By Arturo Collazo


The challenge of connecting talents with employment opportunities has been a major task of recruiters for a long time. The search is always scoped to budget, job specs and time, so doubt always arises: are we getting the best match? or a good enough one?

Recommendation Systems are a powerful tool to provide users with personalized, real-time suggestions. You have probably been using them a lot, when ordering food, choosing a show to watch or buying goods and services online.

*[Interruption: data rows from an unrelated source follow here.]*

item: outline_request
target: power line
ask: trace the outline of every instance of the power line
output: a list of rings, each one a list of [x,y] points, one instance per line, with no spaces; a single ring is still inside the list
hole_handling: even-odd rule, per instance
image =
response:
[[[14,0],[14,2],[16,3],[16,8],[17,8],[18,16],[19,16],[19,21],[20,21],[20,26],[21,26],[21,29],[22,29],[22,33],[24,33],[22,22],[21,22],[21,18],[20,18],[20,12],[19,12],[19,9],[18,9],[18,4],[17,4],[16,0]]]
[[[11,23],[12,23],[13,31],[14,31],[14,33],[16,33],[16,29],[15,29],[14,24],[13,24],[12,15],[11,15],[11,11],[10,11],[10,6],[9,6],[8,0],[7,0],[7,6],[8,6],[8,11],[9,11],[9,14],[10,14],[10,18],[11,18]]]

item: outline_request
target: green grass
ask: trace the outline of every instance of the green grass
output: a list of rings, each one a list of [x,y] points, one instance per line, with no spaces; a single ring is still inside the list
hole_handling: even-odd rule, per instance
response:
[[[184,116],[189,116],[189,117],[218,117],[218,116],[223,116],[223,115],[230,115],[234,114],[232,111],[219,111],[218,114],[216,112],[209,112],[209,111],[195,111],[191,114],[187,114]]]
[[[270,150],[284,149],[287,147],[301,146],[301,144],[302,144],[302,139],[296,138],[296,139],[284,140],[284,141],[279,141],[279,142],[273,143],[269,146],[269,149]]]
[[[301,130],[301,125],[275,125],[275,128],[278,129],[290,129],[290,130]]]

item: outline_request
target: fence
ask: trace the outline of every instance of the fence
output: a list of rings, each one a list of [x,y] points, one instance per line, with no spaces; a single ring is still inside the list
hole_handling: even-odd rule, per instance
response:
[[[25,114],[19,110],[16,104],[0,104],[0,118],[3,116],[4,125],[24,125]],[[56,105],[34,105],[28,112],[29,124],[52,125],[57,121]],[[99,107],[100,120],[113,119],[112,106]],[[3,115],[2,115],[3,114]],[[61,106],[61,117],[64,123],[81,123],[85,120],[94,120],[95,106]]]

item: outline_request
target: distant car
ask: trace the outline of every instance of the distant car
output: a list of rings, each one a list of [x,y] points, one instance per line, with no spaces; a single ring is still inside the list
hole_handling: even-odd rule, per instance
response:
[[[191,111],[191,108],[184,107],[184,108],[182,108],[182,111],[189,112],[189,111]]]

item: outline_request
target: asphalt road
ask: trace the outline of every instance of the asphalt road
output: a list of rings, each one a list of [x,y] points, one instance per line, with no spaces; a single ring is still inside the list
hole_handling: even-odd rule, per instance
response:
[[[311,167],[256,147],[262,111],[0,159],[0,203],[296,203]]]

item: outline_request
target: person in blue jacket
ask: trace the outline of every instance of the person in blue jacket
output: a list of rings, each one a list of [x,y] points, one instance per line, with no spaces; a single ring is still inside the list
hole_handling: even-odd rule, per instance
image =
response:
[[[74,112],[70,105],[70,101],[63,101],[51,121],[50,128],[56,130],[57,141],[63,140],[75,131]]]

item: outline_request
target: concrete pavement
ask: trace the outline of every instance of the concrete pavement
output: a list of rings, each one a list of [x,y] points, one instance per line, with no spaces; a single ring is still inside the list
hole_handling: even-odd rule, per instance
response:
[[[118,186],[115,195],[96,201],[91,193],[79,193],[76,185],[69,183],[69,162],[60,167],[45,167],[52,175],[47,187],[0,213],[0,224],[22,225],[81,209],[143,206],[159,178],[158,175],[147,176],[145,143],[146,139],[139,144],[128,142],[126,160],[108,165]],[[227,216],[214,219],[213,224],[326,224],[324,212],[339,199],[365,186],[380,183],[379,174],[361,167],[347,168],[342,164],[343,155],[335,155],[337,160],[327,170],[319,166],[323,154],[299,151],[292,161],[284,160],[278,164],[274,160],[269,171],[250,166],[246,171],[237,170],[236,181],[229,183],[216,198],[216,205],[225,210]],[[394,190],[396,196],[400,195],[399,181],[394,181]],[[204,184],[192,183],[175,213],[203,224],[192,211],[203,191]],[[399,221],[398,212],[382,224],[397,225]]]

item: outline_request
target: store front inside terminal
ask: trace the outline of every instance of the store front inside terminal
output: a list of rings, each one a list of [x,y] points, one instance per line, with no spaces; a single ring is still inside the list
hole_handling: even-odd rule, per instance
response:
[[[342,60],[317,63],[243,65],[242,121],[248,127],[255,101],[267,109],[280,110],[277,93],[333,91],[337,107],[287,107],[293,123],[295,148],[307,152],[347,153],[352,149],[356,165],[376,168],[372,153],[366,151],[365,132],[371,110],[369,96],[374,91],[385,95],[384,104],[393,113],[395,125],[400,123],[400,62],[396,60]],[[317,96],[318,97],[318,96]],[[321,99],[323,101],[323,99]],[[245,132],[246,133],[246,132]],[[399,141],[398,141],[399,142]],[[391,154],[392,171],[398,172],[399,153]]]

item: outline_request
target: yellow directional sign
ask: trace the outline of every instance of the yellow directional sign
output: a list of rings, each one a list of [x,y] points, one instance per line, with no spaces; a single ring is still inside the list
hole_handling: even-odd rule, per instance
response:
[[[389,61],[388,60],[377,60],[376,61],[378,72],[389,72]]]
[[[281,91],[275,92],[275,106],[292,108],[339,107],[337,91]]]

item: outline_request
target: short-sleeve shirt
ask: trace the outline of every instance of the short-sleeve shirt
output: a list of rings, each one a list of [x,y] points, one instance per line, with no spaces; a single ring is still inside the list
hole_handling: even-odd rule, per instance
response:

This post presents how Marvik’s team approached the skill extraction step on an application in which we were wondering how to match the best profiles with open positions, through ML and tons (tons!) of data. The project has been an amazing journey (sometimes a roller coaster) requiring a lot of innovation in terms of combining techniques, ML algorithms and the adequate tools to create the matches.



🔥The challenge

In our goal to generate pairs of job offers – applicants, we faced various challenges. To begin with, as any data-related project, the data itself. Although we could access a great volume of data (thousands of gigas), it could be unstructured, have different extension (that is doc, docx or pdf among others), or be incomplete. Additionally, performance was a must (nobody wants to wait to get the results), so applying the best development techniques and practices such as steam, lemmatization, search trees, with the proper tools (inverted index for instance), was crucial at each stage. 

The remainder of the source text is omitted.